A Animação é para crianças (ou não) - 2
A Princesa Mononoke
Título original: Mononoke-hime
Realização e argumento: Hayao Miyazaki
Produção: Estúdios Ghibli
Ano: 1997
Duração: 134 minutos
País: Japão
De todos os filmes de animação que já vi, A Princesa Mononoke é sem dúvida o meu favorito.
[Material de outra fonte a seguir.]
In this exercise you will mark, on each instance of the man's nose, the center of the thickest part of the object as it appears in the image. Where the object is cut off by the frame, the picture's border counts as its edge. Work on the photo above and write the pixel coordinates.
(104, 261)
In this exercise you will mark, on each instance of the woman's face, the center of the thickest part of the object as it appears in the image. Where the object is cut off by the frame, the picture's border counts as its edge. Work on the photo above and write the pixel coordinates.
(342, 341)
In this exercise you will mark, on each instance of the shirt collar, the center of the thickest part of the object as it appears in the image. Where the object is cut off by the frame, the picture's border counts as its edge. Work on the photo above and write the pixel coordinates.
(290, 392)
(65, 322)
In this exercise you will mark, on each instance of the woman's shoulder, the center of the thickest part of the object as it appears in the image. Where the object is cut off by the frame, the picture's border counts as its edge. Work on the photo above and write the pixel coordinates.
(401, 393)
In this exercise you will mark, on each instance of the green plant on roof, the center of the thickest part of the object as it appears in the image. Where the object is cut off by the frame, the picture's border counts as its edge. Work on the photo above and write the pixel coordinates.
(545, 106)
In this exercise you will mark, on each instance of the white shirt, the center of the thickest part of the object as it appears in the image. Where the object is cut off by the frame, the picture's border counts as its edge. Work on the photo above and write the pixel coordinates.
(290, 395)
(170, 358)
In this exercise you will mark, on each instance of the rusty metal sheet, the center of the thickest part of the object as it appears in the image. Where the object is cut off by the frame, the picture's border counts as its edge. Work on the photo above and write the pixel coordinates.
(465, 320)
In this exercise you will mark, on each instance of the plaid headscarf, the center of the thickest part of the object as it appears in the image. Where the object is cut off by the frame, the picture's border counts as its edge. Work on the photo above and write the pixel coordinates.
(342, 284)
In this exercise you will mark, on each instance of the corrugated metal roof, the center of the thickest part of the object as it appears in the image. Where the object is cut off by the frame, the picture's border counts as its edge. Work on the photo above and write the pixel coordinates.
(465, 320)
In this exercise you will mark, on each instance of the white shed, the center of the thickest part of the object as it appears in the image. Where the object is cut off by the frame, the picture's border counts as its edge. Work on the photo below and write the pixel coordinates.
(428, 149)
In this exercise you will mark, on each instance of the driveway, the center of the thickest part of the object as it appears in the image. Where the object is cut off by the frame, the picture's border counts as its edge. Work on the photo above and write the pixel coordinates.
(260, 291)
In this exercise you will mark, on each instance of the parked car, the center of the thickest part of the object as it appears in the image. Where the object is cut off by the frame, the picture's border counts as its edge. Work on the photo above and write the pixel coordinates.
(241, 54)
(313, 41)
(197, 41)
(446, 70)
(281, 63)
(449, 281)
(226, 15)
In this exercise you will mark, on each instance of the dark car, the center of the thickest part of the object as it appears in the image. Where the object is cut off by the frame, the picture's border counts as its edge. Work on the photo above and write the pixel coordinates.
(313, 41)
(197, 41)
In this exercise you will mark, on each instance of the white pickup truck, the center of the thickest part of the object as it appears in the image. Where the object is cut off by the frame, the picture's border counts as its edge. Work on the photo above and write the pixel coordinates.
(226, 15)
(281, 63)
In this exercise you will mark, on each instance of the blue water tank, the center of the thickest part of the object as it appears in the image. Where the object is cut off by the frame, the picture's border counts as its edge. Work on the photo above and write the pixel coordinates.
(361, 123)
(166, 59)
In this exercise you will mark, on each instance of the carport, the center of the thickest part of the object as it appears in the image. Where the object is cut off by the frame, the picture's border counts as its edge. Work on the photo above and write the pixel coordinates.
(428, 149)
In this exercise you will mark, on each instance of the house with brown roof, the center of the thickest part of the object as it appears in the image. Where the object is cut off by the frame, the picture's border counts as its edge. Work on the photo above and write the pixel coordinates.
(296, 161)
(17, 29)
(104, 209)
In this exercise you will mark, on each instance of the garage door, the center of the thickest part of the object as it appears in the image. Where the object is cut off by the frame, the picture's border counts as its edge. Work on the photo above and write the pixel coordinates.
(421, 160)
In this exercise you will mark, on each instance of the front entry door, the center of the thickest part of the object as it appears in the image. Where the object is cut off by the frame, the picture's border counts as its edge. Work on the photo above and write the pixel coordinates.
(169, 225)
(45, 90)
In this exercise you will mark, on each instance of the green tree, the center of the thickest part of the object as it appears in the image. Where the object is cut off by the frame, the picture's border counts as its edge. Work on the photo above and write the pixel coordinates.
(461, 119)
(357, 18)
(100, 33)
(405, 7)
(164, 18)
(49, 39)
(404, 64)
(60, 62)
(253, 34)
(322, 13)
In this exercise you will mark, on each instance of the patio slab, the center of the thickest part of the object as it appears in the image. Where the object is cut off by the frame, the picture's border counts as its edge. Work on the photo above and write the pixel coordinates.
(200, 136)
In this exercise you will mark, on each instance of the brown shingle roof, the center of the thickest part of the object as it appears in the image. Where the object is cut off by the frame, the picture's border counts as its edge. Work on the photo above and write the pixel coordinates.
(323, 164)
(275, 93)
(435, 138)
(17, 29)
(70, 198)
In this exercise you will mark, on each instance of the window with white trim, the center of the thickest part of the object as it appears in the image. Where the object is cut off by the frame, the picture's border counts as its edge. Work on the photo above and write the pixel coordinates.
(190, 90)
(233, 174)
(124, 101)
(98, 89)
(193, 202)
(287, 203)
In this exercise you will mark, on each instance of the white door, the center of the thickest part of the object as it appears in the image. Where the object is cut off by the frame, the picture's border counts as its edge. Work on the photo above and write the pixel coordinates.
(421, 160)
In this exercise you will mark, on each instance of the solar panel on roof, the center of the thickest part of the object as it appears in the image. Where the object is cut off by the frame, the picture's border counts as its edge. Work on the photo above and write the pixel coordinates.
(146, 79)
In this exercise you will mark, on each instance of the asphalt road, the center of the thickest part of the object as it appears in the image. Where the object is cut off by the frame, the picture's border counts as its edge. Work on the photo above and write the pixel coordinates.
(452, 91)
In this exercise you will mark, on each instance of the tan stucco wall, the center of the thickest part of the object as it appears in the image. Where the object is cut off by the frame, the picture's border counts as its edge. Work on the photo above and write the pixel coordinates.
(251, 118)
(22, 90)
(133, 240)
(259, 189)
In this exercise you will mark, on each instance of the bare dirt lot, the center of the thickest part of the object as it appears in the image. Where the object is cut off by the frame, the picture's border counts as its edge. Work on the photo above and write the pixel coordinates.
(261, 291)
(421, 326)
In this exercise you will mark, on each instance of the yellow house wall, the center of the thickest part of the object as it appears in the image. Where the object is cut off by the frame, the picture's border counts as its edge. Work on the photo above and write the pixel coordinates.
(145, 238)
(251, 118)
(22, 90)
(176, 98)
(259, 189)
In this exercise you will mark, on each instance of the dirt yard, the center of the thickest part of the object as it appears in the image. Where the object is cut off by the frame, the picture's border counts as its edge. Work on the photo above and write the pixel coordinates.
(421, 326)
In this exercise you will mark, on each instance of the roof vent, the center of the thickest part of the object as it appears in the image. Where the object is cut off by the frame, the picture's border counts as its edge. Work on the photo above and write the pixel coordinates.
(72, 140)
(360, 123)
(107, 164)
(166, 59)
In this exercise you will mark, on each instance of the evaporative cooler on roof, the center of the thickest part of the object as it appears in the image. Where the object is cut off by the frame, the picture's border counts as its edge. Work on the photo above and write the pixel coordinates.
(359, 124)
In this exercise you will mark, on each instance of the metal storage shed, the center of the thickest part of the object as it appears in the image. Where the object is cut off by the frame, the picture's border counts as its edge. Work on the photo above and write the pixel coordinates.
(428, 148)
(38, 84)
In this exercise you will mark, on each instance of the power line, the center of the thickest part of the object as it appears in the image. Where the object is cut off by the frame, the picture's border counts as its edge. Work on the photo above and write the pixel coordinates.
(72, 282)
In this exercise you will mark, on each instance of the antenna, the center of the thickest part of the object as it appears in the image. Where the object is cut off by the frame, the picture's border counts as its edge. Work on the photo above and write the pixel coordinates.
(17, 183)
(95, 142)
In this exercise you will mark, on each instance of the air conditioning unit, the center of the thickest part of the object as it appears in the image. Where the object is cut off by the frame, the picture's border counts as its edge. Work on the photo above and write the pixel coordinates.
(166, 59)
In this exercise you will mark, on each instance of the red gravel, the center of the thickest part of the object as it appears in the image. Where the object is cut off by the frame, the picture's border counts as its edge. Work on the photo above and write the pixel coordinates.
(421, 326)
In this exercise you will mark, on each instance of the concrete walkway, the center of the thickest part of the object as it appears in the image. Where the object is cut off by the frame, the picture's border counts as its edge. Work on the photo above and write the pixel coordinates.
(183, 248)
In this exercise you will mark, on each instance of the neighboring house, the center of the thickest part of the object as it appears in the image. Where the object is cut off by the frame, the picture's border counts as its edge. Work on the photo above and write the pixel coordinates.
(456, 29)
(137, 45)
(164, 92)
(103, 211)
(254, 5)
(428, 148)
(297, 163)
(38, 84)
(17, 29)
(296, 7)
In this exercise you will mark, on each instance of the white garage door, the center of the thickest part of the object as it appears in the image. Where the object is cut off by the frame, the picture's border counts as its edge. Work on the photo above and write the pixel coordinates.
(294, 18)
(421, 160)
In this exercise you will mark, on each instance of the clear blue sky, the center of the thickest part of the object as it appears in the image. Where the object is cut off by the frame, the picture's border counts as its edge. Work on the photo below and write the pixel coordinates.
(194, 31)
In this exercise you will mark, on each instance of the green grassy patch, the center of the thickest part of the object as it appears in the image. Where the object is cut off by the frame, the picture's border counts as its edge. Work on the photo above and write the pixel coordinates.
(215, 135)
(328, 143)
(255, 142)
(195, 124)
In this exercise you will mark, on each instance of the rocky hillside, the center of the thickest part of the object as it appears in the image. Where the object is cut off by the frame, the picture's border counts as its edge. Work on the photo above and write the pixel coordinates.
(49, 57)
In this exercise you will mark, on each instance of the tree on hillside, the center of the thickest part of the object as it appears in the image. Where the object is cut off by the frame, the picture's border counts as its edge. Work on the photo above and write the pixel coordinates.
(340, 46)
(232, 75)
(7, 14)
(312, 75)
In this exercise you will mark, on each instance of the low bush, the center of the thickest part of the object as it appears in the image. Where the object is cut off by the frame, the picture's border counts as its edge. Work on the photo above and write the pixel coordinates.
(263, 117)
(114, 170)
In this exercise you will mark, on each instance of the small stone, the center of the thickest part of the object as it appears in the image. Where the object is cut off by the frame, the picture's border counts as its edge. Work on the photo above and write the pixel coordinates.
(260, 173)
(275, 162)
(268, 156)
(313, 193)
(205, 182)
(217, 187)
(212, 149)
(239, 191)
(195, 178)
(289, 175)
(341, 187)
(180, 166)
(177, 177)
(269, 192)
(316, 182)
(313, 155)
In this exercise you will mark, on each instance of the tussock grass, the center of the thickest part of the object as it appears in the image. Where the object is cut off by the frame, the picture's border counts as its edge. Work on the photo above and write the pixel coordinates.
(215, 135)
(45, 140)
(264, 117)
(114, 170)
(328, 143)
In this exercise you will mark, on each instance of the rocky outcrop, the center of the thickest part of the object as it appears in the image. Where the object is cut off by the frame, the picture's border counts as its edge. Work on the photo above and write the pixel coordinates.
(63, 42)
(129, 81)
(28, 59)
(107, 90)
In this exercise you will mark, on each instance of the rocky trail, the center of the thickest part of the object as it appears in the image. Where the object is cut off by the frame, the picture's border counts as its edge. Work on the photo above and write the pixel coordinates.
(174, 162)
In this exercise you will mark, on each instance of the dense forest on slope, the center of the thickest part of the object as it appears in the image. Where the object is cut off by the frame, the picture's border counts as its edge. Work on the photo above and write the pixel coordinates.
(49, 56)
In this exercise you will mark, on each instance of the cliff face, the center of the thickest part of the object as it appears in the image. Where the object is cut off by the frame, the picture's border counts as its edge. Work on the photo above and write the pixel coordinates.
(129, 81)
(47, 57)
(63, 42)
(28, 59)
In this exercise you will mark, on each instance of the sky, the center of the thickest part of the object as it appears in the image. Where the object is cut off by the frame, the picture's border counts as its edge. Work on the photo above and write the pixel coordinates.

Um realizador e argumentista com menos experiência e menor sensibilidade cairia inevitavelmente nas armadilhas e nos clichés daquele tipo de história: antagonismo entre o mundo natural e a civilização industrial; herói vindo deste para aquele mundo, acabando por lutar pela sua preservação; os bons selvagens em inferioridade numérica perante os colonizadores industriais, evidentemente vilões; o salvador iluminado (e branco, se fosse um filme produzido no Ocidente). Na verdade não precisamos de imaginar como se poderia cair nos lugares-comuns destas ideias, pois já os vimos em obras como Danças com Lobos, Pocahontas ou Avatar.
Miyazaki, porém, evita todas essas armadilhas com mestria e elegância. Dotado de uma sensibilidade única e de uma capacidade tão invulgar como extraordinária de contar histórias cativantes sem necessitar de heróis bonzinhos, de vilões exagerados (ou sequer de vilões: veja-se Totoro), ou de trincheiras morais bem demarcadas, o mestre japonês tece em A Princesa Mononoke uma narrativa envolvente e ambígua, convidando o espectador a acompanhar aquelas personagens e a reflectir sobre as suas palavras e os seus actos, sem nunca tentar conduzir essa reflexão para determinada posição moral. Como tal, nenhuma dessas personagens é, em momento algum, simples. Por isso Ashitaka, o príncipe exilado após ser forçado a eliminar o Deus Javali enlouquecido, tenta encontrar a paz sem conseguir sempre evitar a violência. Por isso San e Moro, a Deusa Lobo, cometem atrocidades no decorrer da sua guerra pela preservação da floresta do Deus Veado. E por isso Oboshi, enquanto devasta a floresta e as suas criaturas para a prospecção mineira, defende uma população composta por gente rejeitada, que no Japão feudal que serve de cenário distante ao filme seria ostracizada, escravizada, ou assassinada.
O resultado é um filme espantoso pela sua ambiguidade e pela sua recusa intransigente de Miyazaki em reduzir as facções que San e Oboshi representam a boas ou más - são heróicas e desprezáveis, são antagónicas, são falíveis, e serão porventura irreconciliáveis, mas em momento algum são simples. E ganham vida pela pela animação formidável de Miyazaki, crua nas sequências mais violentas (e este será sem dúvida o filme mais violento do realizador), etérea na travessia pela floresta repleta de kodamas, e sempre evocativa ao mostrar tanto seres humanos como divindades naturais. Junta-se a estes ingredientes uma banda sonora excepcional e temos um dos grandes filmes dos anos 90.
E, claro, é mais um excelente exemplo das espantosas personagens femininas de Hayao Miyazaki: San e Oboshi juntam-se à vasta galeria de raparigas e mulheres icónicas do realizador japonês, onde figuram Chihiro, Nausicaä, Kiki ou Sofî.
É possível que A Viagem de Chihiro seja a longa metragem mais completa e mais bem conseguida de Hayao Miyazaki (lá chegarei no decorrer desta série), mas tudo o que disse acima ajuda a explicar por que motivo A Princesa Mononoke será sempre o meu filme preferido do mestre japonês. Já tive por duas vezes a oportunidade de o ver no grande ecrã: a mais recente foi em Março, no decorrer do festival Monstra 2022. E espero poder desfrutar deste privilégio mais vezes: Miyazaki merece sempre ser visto numa boa sala de cinema. Será sem dúvida o maior realizador de animação vivo; e pela sua vasta e excepcional obra será também, e com toda a justiça, um dos grandes cineastas do nosso tempo.